Two very different drivers or aspirations. And I’ve come to believe, that just like, there are five love languages, I believe that there are five heart hopes, and that there’s a correlation between these two.

Heart hopes.

So part of the reason why we’re hoping this book will have a real deep impact, is not only are we introducing people to the five love languages, which many people have already discovered, but we’re also then tying that to a person’s heart hope. So that they can begin to see the reason why God has made them, the way that they are. And as they can live into their heart hope, as it’s expressed through our relationship with God.

For instance, if my love language is words of affirmation. I’m almost always asking that heart, hope question: Am I seen? Do people see me? And my worst fear is to be invisible.

While during this COVID-19 I certainly feel invisible. Nobody can see my face. I couldn’t hug my own mother for four months. I feel very, very invisible during this time, but when I have a relationship with God, no matter what the circumstances are, I can experience God’s words of affirmation.

As I read the word of God, I can experience what it feels like to be loved by being seen.

A person whose love language is gifts, for instance, she’s almost always asking the question, do I have worth. Well during these times, it’s very easy to feel worthless. It’s very easy to feel as if our lives don’t matter. We can’t gather, we can’t give, we can’t receive. But when we have a relationship with God, our sense of self worth, our sense of worthiness is all tied to experiencing God on a daily basis.

So through this book, we help people to do that.

Number one, through engaging in the Bible.

We did field testing with this book, and we found a hundred percent of non-Christian readers as they went through this book, made a decision to engage with the Bible, any for the first time in their lives.

We challenged people to engage in a relationship with God through prayer. So what does it actually mean to converse back and forth, to listen to the voice of the Holy spirit, to speak to God, using the scripture, to guide them.

So we introduce people to prayer. Worship is a big one.

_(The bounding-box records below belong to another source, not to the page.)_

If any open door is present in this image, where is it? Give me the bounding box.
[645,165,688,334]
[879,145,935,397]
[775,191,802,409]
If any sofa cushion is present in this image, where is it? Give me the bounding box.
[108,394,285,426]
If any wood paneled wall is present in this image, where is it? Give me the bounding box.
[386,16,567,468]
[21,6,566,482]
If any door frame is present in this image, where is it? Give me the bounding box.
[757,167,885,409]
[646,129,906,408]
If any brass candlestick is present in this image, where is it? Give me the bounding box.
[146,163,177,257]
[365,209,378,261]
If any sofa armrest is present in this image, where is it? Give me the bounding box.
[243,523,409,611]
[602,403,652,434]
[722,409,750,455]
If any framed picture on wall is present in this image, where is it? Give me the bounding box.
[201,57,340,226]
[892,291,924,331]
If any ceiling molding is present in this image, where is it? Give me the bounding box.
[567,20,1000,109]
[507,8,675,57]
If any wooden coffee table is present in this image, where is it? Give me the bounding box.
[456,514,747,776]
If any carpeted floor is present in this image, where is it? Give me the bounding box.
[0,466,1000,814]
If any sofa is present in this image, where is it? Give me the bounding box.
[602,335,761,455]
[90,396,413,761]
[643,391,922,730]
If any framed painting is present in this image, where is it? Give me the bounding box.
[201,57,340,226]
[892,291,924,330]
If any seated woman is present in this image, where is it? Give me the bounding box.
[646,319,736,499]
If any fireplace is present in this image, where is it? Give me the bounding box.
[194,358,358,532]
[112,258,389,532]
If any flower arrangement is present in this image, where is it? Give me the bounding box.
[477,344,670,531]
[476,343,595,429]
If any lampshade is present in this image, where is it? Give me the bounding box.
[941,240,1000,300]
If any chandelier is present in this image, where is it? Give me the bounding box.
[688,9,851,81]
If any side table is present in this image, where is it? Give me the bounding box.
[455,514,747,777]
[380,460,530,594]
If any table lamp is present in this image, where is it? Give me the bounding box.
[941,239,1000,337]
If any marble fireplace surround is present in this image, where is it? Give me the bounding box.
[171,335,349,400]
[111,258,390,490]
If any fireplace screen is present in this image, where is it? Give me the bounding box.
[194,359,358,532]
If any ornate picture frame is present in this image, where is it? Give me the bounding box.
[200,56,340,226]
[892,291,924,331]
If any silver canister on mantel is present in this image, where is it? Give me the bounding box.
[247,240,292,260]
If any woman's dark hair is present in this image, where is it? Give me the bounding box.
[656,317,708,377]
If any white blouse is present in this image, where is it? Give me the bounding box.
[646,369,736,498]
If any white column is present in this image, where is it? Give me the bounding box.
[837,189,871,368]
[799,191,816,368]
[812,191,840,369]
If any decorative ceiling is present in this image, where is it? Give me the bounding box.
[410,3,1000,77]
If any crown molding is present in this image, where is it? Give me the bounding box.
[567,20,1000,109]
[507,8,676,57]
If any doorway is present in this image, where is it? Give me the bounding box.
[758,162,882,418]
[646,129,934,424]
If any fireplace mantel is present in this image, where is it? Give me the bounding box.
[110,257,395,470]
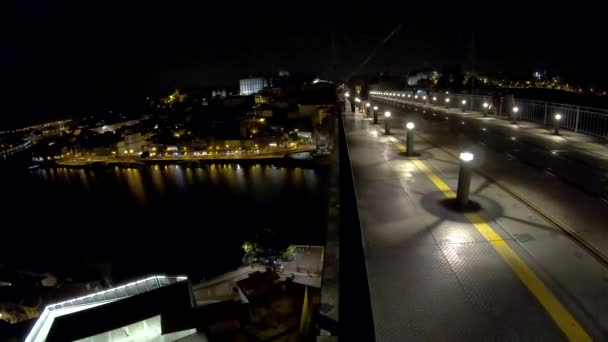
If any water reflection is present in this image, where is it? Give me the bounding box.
[35,164,319,205]
[123,168,146,205]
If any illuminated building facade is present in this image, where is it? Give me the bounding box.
[25,275,207,342]
[239,77,269,95]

So how do we actually give words of affirmation back to God to tell them that He’s beautiful, that He is worthy, He is glorious. And then community. My hope is that as people read this book, and this is the kind of book you want to buy in batches, you can give to that wayward niece, that friendly neighbor, the person at the grocery store, the people in our lives, and we can encourage them to have a relationship with God.

But at the end of the day, my hope is that people don’t just pray to receive Jesus. They also enter into this togetherness, they join a local church. They have great Christian community as a result of reading this book.